[BDCSG2008] NSF Plans for Supporting Data Intensive Computing (Jeannette Wing and Christophe Bisciglia)

NSF listens at you academics. Jeannete opens the floor with this claim. Questions: What are the limitations of this modeling paradigm (data-intensive one)? What are meaningful metrics of performance here? What about security processes and data on a shared resource? How can we reduce power consumption? Can this parading problem not possible otherwise, or simplify them, or open the door to new applications? NSF rolling out cluster exploratory program, also going to roll out a new solicitation for Data-Intensive Computing. Also emphasizing from data to knowledge, since scientist are throwing it away. This is a great opportunity for collaborative efforts between CS and scientist. NSF goal: provide access to cluster resource and access to massive data sets.
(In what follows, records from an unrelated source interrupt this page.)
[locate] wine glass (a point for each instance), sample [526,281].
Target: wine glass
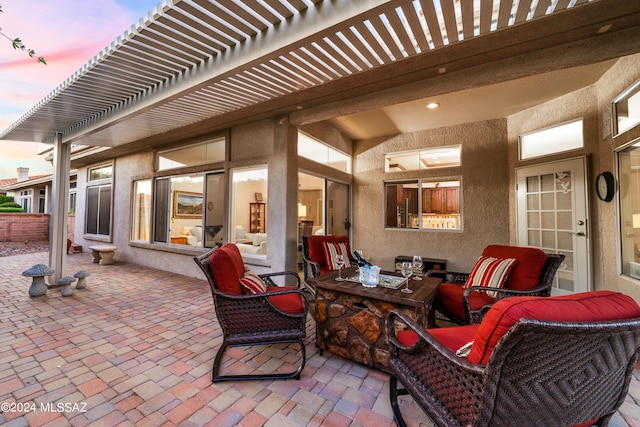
[340,263]
[407,271]
[417,264]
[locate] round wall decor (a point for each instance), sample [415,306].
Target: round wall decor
[605,186]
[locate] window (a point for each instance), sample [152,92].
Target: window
[429,158]
[626,109]
[42,201]
[141,217]
[249,209]
[187,210]
[72,197]
[319,152]
[24,199]
[628,160]
[197,154]
[423,205]
[99,200]
[556,139]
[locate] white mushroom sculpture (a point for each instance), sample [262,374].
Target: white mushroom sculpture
[38,285]
[82,279]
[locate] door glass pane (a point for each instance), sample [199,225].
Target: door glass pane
[337,208]
[550,222]
[214,210]
[104,216]
[249,202]
[92,210]
[310,207]
[141,221]
[547,201]
[161,225]
[547,182]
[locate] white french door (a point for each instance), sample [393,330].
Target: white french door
[552,207]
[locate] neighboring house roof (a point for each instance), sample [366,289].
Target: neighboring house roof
[225,63]
[12,184]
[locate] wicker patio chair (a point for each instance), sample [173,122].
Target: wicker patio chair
[466,306]
[276,316]
[539,373]
[313,263]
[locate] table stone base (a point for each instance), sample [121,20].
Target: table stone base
[354,327]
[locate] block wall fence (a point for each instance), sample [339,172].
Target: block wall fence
[18,227]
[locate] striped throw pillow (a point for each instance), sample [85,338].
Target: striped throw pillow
[251,283]
[333,249]
[490,272]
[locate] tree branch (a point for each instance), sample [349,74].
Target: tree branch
[17,44]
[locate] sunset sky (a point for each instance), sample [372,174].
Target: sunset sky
[68,33]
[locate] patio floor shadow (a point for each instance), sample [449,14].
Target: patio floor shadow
[136,347]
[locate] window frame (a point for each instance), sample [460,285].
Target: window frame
[547,129]
[101,184]
[420,182]
[627,223]
[632,90]
[420,153]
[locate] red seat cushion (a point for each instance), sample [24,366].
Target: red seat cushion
[450,296]
[227,268]
[289,303]
[582,307]
[452,338]
[527,271]
[316,249]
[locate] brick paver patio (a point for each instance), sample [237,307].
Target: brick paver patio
[136,348]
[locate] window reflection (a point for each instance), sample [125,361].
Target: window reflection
[629,183]
[421,204]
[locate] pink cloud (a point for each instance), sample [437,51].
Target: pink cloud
[66,32]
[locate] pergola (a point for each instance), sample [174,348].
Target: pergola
[193,65]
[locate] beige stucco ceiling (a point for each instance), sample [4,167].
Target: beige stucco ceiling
[189,73]
[488,102]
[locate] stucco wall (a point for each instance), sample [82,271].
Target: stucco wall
[18,227]
[593,104]
[485,178]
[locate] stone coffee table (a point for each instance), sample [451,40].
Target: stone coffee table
[351,319]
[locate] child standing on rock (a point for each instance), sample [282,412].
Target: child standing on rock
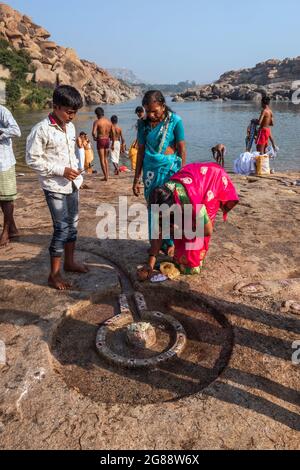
[51,153]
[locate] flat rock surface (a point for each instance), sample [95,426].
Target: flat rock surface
[236,387]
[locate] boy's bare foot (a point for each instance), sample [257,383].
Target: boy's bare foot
[4,239]
[171,251]
[76,268]
[57,282]
[14,233]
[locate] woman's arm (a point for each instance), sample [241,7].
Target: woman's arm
[138,171]
[181,149]
[145,273]
[180,141]
[95,130]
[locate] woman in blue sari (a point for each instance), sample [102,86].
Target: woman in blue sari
[162,150]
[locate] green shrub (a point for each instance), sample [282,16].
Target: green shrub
[13,93]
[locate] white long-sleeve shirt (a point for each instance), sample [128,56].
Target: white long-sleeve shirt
[49,151]
[8,129]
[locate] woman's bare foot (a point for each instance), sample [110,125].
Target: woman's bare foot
[76,268]
[57,282]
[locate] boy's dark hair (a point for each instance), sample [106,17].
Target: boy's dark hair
[99,112]
[266,101]
[67,96]
[139,110]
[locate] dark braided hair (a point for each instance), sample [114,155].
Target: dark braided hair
[162,195]
[156,96]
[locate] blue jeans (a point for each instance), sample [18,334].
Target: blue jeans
[64,209]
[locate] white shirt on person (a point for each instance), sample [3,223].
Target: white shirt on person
[8,129]
[49,151]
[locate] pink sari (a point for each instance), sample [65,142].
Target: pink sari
[206,184]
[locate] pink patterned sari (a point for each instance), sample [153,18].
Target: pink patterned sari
[205,184]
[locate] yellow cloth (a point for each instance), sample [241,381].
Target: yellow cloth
[169,270]
[133,151]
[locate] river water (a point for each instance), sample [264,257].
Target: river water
[206,124]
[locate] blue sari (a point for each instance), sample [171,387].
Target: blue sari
[158,168]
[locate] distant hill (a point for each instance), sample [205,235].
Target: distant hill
[274,78]
[126,75]
[32,65]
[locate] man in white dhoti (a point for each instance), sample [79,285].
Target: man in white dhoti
[118,144]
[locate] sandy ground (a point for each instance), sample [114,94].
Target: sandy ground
[235,387]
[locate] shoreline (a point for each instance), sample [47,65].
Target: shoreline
[62,392]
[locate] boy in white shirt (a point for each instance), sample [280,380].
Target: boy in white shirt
[50,152]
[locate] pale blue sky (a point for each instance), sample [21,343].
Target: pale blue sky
[166,41]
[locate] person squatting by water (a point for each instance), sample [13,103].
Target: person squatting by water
[161,149]
[50,151]
[8,184]
[203,189]
[219,152]
[118,144]
[102,131]
[86,155]
[266,121]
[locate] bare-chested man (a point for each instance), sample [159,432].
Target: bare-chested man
[219,152]
[266,121]
[118,143]
[102,130]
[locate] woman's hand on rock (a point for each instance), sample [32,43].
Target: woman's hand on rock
[145,273]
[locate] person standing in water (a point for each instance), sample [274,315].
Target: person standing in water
[102,130]
[266,121]
[8,183]
[118,143]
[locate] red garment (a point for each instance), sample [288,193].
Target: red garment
[263,136]
[208,184]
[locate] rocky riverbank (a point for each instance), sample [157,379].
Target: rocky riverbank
[53,64]
[239,390]
[274,78]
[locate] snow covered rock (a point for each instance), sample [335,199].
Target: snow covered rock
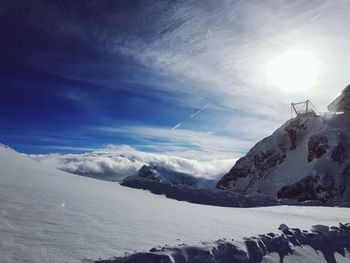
[184,187]
[166,175]
[292,245]
[308,158]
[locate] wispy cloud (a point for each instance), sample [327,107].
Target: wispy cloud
[190,117]
[185,143]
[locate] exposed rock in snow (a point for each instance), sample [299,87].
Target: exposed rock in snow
[328,241]
[185,187]
[308,158]
[165,175]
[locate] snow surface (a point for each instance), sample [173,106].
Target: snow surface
[47,215]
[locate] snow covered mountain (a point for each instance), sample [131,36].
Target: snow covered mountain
[166,175]
[47,215]
[308,158]
[114,163]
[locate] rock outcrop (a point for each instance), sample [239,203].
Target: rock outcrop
[308,158]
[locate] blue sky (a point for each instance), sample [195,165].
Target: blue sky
[81,75]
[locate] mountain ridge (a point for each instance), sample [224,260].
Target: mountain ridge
[307,158]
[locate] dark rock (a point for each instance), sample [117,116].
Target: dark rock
[339,153]
[328,242]
[346,170]
[318,145]
[321,188]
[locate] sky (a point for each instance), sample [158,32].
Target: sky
[185,78]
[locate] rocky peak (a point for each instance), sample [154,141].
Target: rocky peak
[308,158]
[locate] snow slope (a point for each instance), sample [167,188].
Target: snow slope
[308,158]
[47,215]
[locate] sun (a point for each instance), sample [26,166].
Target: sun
[294,70]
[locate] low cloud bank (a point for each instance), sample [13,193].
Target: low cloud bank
[118,162]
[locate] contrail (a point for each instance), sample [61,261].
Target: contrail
[176,126]
[199,111]
[190,117]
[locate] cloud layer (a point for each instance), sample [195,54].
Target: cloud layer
[117,162]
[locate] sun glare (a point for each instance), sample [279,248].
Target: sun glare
[294,70]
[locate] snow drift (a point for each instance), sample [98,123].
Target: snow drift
[326,244]
[184,187]
[308,158]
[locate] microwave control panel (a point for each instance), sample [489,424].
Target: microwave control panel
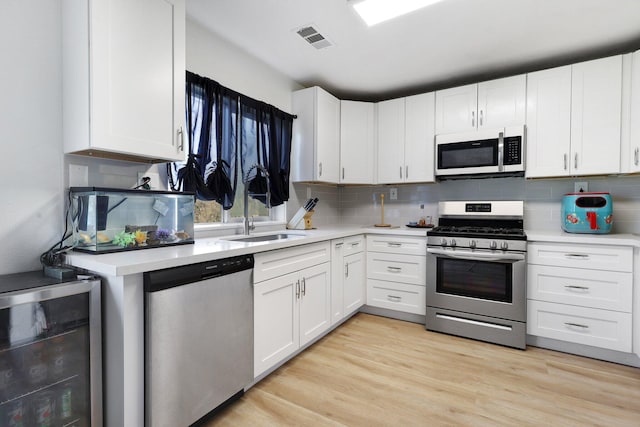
[512,150]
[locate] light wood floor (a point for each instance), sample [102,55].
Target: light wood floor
[374,371]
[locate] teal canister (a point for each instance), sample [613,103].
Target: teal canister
[587,213]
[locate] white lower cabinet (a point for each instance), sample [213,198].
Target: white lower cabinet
[291,309]
[581,294]
[396,273]
[348,286]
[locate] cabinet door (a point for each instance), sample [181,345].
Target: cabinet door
[548,122]
[337,280]
[137,77]
[596,111]
[632,157]
[328,137]
[391,141]
[354,282]
[501,102]
[315,302]
[419,138]
[456,109]
[356,142]
[275,321]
Google and IBM rolling out the cluster (for academics). NSF will roll out a cluster exploratory will be the solicitation program announced yesterday to distribute access to the cluster and research grants. Review of Christophe experience on teaching a class about clustering, and he realized that providing away computer cycles is more valuable than plain grant money. It runs on Hadoop. The cluster will be allocate by rack weeks, 5 Terabytes and priority on 80 processes (but still people there and lower priority and large data sets). And since the reviewing was not Google expertise they reach to NSF to use it. Googler to start collaborations and IBM will also help providing support for it. Jeannette claiming this is a new model, but NSF is open for new model and other partners.